A second career path that Camille is considering involves acting. A recent series of events led to a role for her in a Lifetime movie starring Dolly Parton, “A Country Christmas Story,” that was broadcast this past November. Camille had auditioned for and been accepted to a summer acting camp in Los Angeles. At the end of the acting camp the organizers presented talent showcase of the campers for L.A. agents. “I got an agent out of that, and he’s so nice and ever since then we’ve always had a word agreement, like a handshake, that he would submit me for roles that he thought were worth me coming out there,” she said. She’s had a few auditions that didn’t go anywhere, but then last year her agent called with a role just right for her. “He called and said, ‘I’ve got the part for you. It’s a fiddle player and it’s just right down your alley.’” To audition, she recorded a video of herself, including some fiddle playing and singing, and sent it back to Los Angeles. The production company liked what they saw and asked for a second audition tape. After waiting for a week and thinking she wouldn’t get this role just as she’d not gotten previous roles, the family got a call saying she’d gotten the part. “We all just freaked out! But then it was like, well gosh, I got a part; now what do I do with it?” she said.

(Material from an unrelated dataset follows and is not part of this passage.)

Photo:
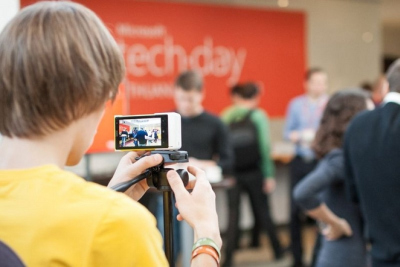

For her movie role, Camille portrayed a young fiddle playing country music performer named Mary Lou Memphis, a bit of a mean girl, the opposite of Camille’s exuberant and positive personality. And as Mary Lou she had to perform a song that Dolly Parton had written for the part. Camille enlisted the help of Tommy Detamore at Cherry Ridge Studio to lay down tracks for the song. She and her mother then spent a week filming in Los Angeles and another week filming with Dolly at Dollywood in Pigeon Forge, Tenn.
Camille discovered that for the scene where she sang the song she would sing along to her already recorded tracks for a studio audience of extras and for Dolly Parton. “I had never performed it, period. I had practiced it, and I had recorded the vocals for it here in Texas with Tommy Detamore. . . They said, don’t worry, you’ve just got to play along and sing along with your audio so we can match your audio and your fiddle playing together for the movie, so, whew!, that was a relief!” she said. But Dolly seemed to have enjoyed her performance.
“She liked it, and she asked me if I was really a singer or if I was really an actor. And I told her I had mainly only ever done music,” Camille said. “And she said, ‘Oh, that’s wonderful sweetheart, do you have a CD?’ And I said, oh, yes ma’am I do, I have like an independent one . . . And, she was like, ‘Can I have one?’. . . What!? Wait a minute, you want my CD? She said, ‘Of course I do!’” When Camille gave Dolly a copy of her “Smile” CD, Dolly asked her to autograph it. “I was like, oh man, our roles are really reversed here right now. She said, ‘No you’re fine, just sign it.’ And I was thinking, what do you sign to Dolly Parton? ‘I will always love you?’ I just wrote something silly because I was so nervous, like ‘Thank you so much. Camille Sanders.’”
As she graduates high school, Camille said she will be pursuing both her career paths, singing and acting, and will put off going to college for now.